Dimissioni, sconfitte e crisi: ora a sinistra tutto è «nobile»

RomaDice Romano Prodi che glielo chiedono tutti quelli che lo incontrano allo skilift: «Ma chi comanda nel Pd?». Comprensibilmente, Pierluigi Bersani si irrita assai, ma dà una risposta diplomatica: «Per Prodi ho un affetto e un rispetto inattaccabili, anche quando dice cose su cui non sono d’accordo». E il segretario del Pd, signorilmente, evita di ricordare al Professore che l’ultima gigantesca buccia di banana su cui è capitombolato il Pd, il caso Delbono, è tutta farina del sacco prodiano: fu l’ex premier, infatti, a volere la designazione del suo protetto a sindaco di Bologna. E Delbono fu l’unico per cui Prodi fece campagna elettorale nel 2009.
Fatto sta che la malignità del Professore (ovviamente trasmessa via Repubblica) sulla carenza di leadership plana sul Pd in una giornata nera, con le dimissioni del sindaco di Bologna e la débâcle pugliese che occupano tutte le prime pagine. Bersani però tiene botta e difende con calore il principale obiettivo delle critiche di questi giorni, Massimo D’Alema: «È un combattente, un personaggio capace di girare i paesini in cerca di voti. I combattenti sono così, a volte perdono e a volte vincono, ma avercene come lui».
I dalemiani però restano sospettosi. Sanno che il segretario è assediato dalla minoranza interna, guidata dal capogruppo alla Camera Dario Franceschini, che spinge perché Bersani si smarchi dal colui che fu il suo principale sponsor, e apra a un governo più «collegiale» del partito e a una revisione della linea fin qui seguita: niente ammiccamenti e niente «dialogo» col centrodestra, meno inciuci con Pier Ferdinando Casini, opposizione più baldanzosa e sanamente anti-berlusconiana. Altrimenti sono pronti a quella sorda guerriglia interna che ha logorato già schiere di segretari, e - soprattutto se le regionali non andassero più che bene per il Pd - potrebbe logorare anche lui. Bersani che farà?

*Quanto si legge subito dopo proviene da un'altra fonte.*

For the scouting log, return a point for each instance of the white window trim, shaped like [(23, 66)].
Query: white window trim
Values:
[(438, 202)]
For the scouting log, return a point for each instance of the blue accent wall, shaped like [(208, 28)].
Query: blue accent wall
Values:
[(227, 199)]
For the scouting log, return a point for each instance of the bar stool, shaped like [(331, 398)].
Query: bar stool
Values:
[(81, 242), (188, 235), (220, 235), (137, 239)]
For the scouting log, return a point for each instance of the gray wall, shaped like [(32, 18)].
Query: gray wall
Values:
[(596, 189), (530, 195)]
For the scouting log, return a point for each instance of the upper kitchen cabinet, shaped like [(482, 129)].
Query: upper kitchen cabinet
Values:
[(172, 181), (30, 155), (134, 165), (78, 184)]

Così, nell’ala del partito più vicina a D’Alema, non è stata registrato con grande entusiasmo il duetto di Bersani ieri con Tonino Di Pietro. Prima un incontro tête à tête, poi una conferenza stampa congiunta per annunciare l’alleanza in 11 regioni su 13.
«Un’alleanza che ha una base solida, non solo per i rapporti fra di noi», si è slanciato Bersani. Basata su«comuni convinzioni politiche» e sull’esigenza che si lavori per coalizioni larghe, democratiche e competitive con il centrodestra». Le regionali sono una prima tappa «verso la costruzione di un’alternativa da offrire agli italiani». Di Pietro conferma: «Non possiamo lasciare il Paese a un governo che illude i cittadini, che toglie agli onesti per dare ai disonesti. Sentiamo il dovere di passare all’alternativa, insieme a chi capisce che non possiamo tornare a un regime piduista».
Un nuovo idillio, insomma, con Di Pietro che evita qualsiasi polemica e rassicura il Pd: non farà fretta là dove candidati e coalizioni non sono ancora definiti, «rispettiamo il processo di decisione del Pd», dice flautato.
Nessuna novità politica: l’alleanza con Di Pietro per le regionali era sempre stata data per scontata: è necessaria al Pd se vuole riuscire a centrare l’obiettivo di conservare almeno 7 regioni. Ma anche l’Italia dei valori ne ha bisogno se vuol riuscire a conquistare un po’ di poltrone per i suoi. I toni amichevoli però hanno insospettito qualcuno nel Pd, e hanno scatenato un immediato coro di attacchi dal centrodestra: «Le flebili speranze suscitate da Bersani sono svanite», rimpiange Sandro Bondi. «Bersani riscopre i toni dello scontro frontale e ricostituisce il fronte popolare con Di Pietro, per di più andandogli dietro», tuona Fabrizio Cicchitto. Ma anche un alleato del centrosinistra come il segretario del Psi, Riccardo Nencini, non apprezza per nulla: «La linea di Di Pietro è la miglior polizza elettorale che Berlusconi possa mai desiderare».


Intanto Bersani è alle prese con gli scontri interni che impediscono di chiudere le liste in tre regioni: Umbria (dove i veltroniani reclamano le primarie e non accettano candidati di mediazione), Campania (anche lì si sarà costretti a primarie fratricide tra Vincenzo De Luca e il candidato del suo avversario Bassolino) e Calabria, dove Agazio Loiero ha mandato all’aria l’intesa con l’Udc e vuole essere ricandidato.